Soluzioni per il caro energia, dal tetto sul prezzo del gas agli aiuti economici: mercoledì prevista riunione dei tecnici, venerdì giornata decisiva.

I punti per ridurre i consumi
I punti principali del piano Cingolani in Italia.

Nell’immagine di apertura del nostro articolo, in breve i punti principali del Piano Cingolani contro il caro energia. Nel nostro articolo precedente, avevamo parlato di come sia impossibile far rispettare la regola dei 19 gradi per i termosifoni pubblici e privati. Ora, invece parliamo delle prossime mosse dell’Unione Europea, che dovrebbero arrivare durante la settimana entrante.

L’obiettivo è ben chiaro, mettere al riparo aziende e famiglie dall’aumento inarrestabile dell’energia, ma i piani europei per far si che questo avvenga, non sono ancora ben chiari. Come sempre, sul tavolo di Bruxelles, sono tante le idee da discutere e approvare, ma il tempo stringe, perchè è fissato per venerdì l’incontro definitivo con i ministri dell’Energia Ue. Il primo, richiamato anche dalla presidente della Commissione Ue Ursola Von der Leyen, è quella di fissare un tetto al prezzo del gas. Il tetto, o price cap, dovrebbe in primis, riguardare le forniture in arrivo dalla Russia, poi in secondo piano da tutti gli altri Paesi. Ma, per farlo funzionare, tutte le imprese di gestione del gas in Europa, dovrebbero mettersi unite per acquisti in comune, sia per costi che per la gestione.

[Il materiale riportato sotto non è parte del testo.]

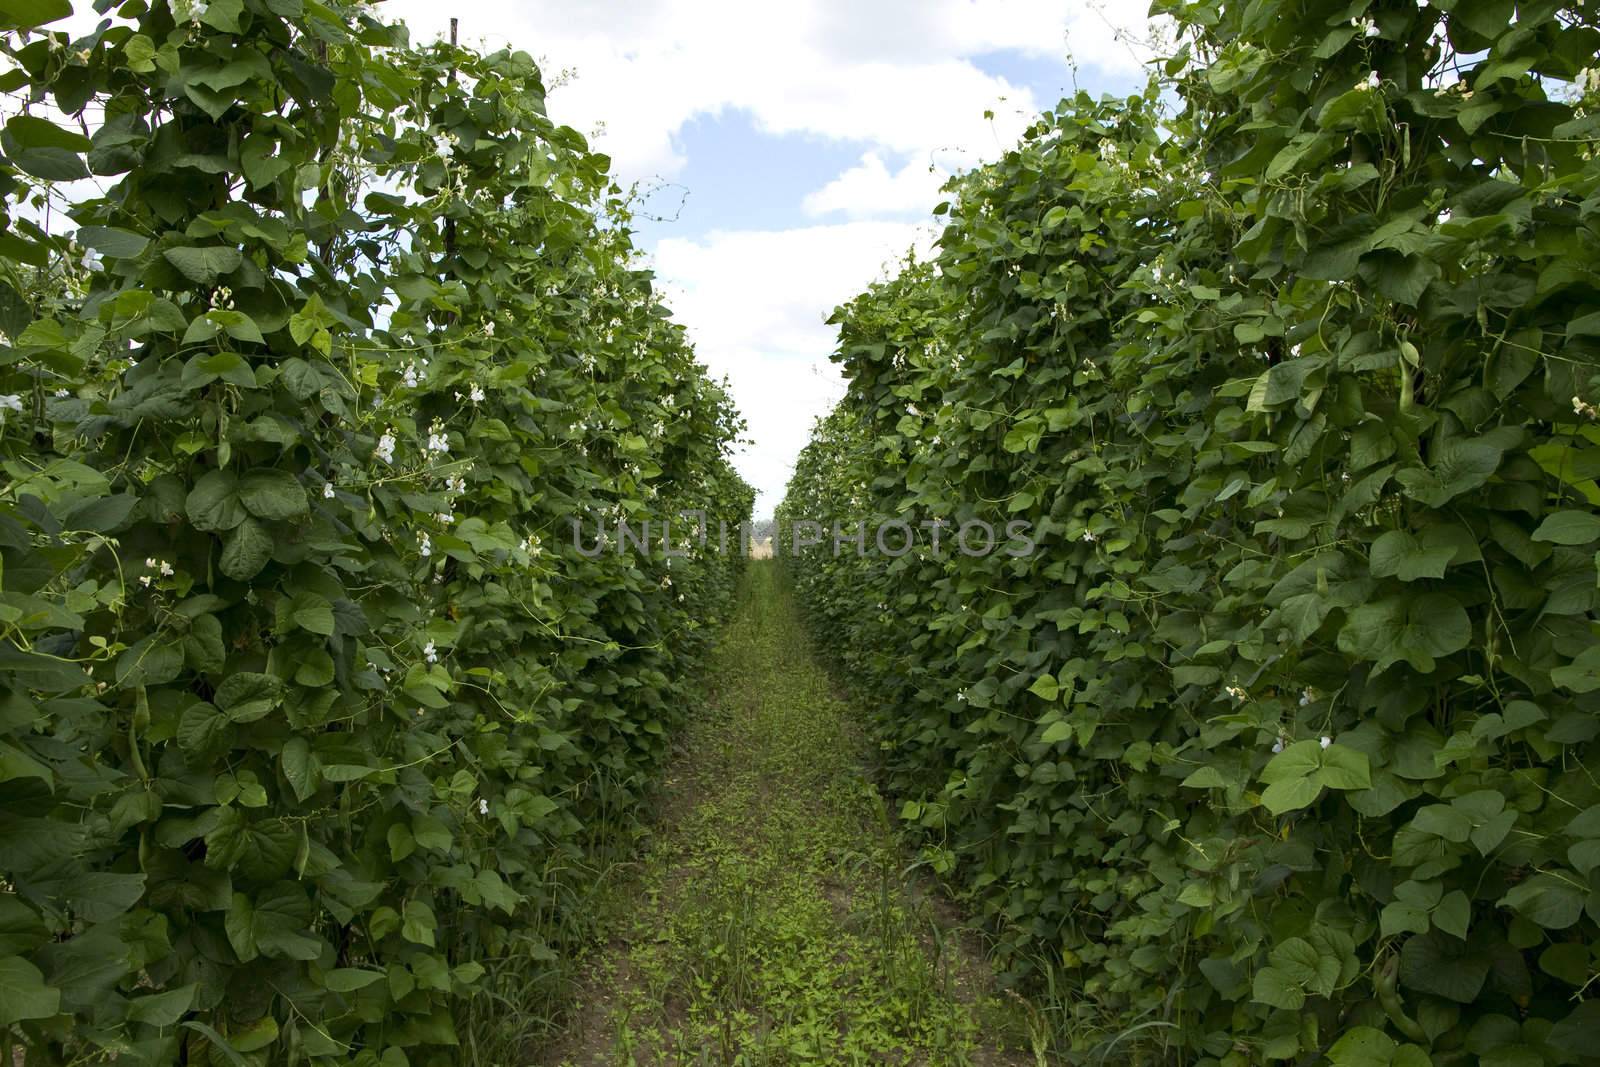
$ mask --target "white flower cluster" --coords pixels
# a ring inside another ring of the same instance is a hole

In secondo piano, se il tetto non passasse, si opterebbe all’acquisto a prezzo di mercato, ma con vendita al consumatore a prezzo calmierato. In parole povere, i singoli Stati si fanno carico di una percentuale sulla bolletta per famiglie e imprese. Terzo, attuare un piano di riduzione dei consumi di energia elettrica, e separare l’utilizzo di fonti non rinnovabili da quelle rinnovabili, dando precedenza all’ultima. In questo modo, si ridurrebbe l’utilizzo del gas, essendo un’energia non rinnovabile. Siamo difronte a bozze, che nelle prossime ore dovranno essere analizzate dagli esperti, ma il tempo stringe davvero, pagando il grave prezzo di una crisi energetica ed economica.

Ogni giorno, parlando del nostro Paese, vediamo commercianti che espongono le proprie bollette sulle vetrine. E’ la maniera più utile, per far conoscere a tutti i cittadini, che spendere 6-7 mila euro di luce per un bar è insostenibile. Da quella vetrina, poi ne conseguono aumenti di prezzo, e nei casi più complicati la chiusura del locale. I Governi Europei, e il nostro, cosa aspettano a decerdersi?